You Can 'Thank' Away Anger



I'm a very polite person. I was taught to always say "please" and "thank you" when I was a child, a practice that has continued throughout my adult life. However, I never realized the latter phrase could be used as a means of eliminating anger. You might think it an odd concept but let me explain. There are three areas where this applies:

1. People, Places, and Things: Life is not without it's challenging circumstances, injustices, heartaches, and losses. Many individuals try to navigate their way through these situations as quickly as possible to promptly re establish the status quo where they feel safe and comfortable. Others recognize that challenges make us better people  and so they endure them believing that what doesn't kill you makes you stronger. In a tough situation, regardless of the nature of the difficulty, shift your focus from the perceived problem to the value this experience is offering you (a grateful "Thank you, Situation"). This enables one to replace anger with appreciation. 

While one may be able to thank a difficult circumstance for providing an opportunity for personal growth, dealing with an obnoxious person may prove a more arduous task. We seem to have far less tolerance for people than events. It is easy to become angry, defensive, bitter, or resentful when intolerable people disrupt our lives. Trying to work through our anger can be time consuming and exhausting. But what if a simple "thank you" could instantly erase all of the above? A cheating spouse can open our hearts to forgiveness; a coworker who undermines our efforts can teach us to assert ourselves; an egotistical coach whose only goal is to win at all costs can inadvertently illustrate that values and fair sportsmanship are truly the signs of a winner. Thank the really annoying people in your life for they are your greatest teachers.

2. Thanks a Whole Bunch: On rare occasion, I find myself not feeling particularly fond of my husband, more so in the past than of late. Long ago, I devised a mental exercise to relive the moment we first met. We were both at a single's dance and as the close of the evening approached, I summoned my courage, walked over to where he was standing, and engaged in a brief conversation with him. As I left, I thought to myself, That was the sweetest man I've ever met!(First impressions really do matter - in this case they proved to be totally accurate.) However, at times I'd lose sight of who my husband really is and selfishly judge him by an issue he might be struggling with at that moment. This brief exercise instantly restores my feelings of love and appreciation for him. But, I've expanded on this practice. Now, I verbally express gratitude towards him for something he's done or simply for who he is. By saying "thank you for changing the oil in my car last week, or for always allowing me to be who I am without criticism or complaint" immediately alleviates any anger or hostility consuming me and reinstates feelings of love and appreciation in my heart.
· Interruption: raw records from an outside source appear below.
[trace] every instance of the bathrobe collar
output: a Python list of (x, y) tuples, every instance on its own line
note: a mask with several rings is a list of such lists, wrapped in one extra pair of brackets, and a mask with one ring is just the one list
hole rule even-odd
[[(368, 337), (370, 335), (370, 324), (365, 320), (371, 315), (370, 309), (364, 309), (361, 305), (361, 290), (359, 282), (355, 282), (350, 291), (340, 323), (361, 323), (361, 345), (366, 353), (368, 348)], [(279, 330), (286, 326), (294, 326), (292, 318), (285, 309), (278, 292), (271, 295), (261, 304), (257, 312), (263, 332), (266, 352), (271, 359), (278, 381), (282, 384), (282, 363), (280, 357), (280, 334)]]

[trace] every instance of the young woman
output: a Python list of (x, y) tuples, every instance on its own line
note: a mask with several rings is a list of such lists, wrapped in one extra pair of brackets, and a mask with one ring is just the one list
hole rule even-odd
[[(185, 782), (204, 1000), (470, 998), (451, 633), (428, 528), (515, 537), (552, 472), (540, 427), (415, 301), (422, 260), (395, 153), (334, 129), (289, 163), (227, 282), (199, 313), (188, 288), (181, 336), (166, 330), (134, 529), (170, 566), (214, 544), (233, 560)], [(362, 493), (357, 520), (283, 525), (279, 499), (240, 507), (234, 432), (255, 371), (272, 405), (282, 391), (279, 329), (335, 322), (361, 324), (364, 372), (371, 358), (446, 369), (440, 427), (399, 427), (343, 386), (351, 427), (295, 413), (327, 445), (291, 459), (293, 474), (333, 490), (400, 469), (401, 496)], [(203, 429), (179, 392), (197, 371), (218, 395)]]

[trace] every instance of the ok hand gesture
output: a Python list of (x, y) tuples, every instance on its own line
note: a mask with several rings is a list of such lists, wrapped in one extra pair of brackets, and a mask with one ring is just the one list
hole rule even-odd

 I recommend extending this exercise to others as well: if you are in a bad mood, find someone - anyone - to thank, for any reason what-so-ever. Call  your sister on the phone and thank her for not only being your sibling but your best friend as well. At work, find a coworker or customer and thank them for any small favor. Gratitude is proven to restore our sense of overall well-being and joy. And you cannot be angry and joyful simultaneously.

3. No Thanks: As a child, I was also taught that when asked if I wanted something which I did not, the courteous way to reply was by saying, "No thank you". Although considered a polite way to decline, can that phrase also alleviate anger? Lately, I've been feeling overwhelmed and resentful of the amount of demands others are placing on me. I am the go-to person for anyone that needs physical assistance, a shoulder to cry on, financial help, and so forth. In addition to running my own business (which consists of fifteen hour work days), taking care of a home, a husband, our extended family of seven children and thirteen grandchildren, five rescued dogs, and my 90-year old mom there is no time left for me and no one who offers assistance when I need help. Learning to politely say "No thank you" to something I simply cannot or do not want to do for others prevents anger from manifesting. An act of self-love and respect for my own well-being protects me from being taken advantage of and overworked. In this way, I retain my sanity, can judiciously choose how I allocate my time, and extract more enjoyment from my life.

Apparently being polite and offering a sincere "thank you" if far more beneficial than simply showing respect and being courteous of others. Seems this simple childhood phrase also has the power to heal our anger. And you don't need a Rx for this one.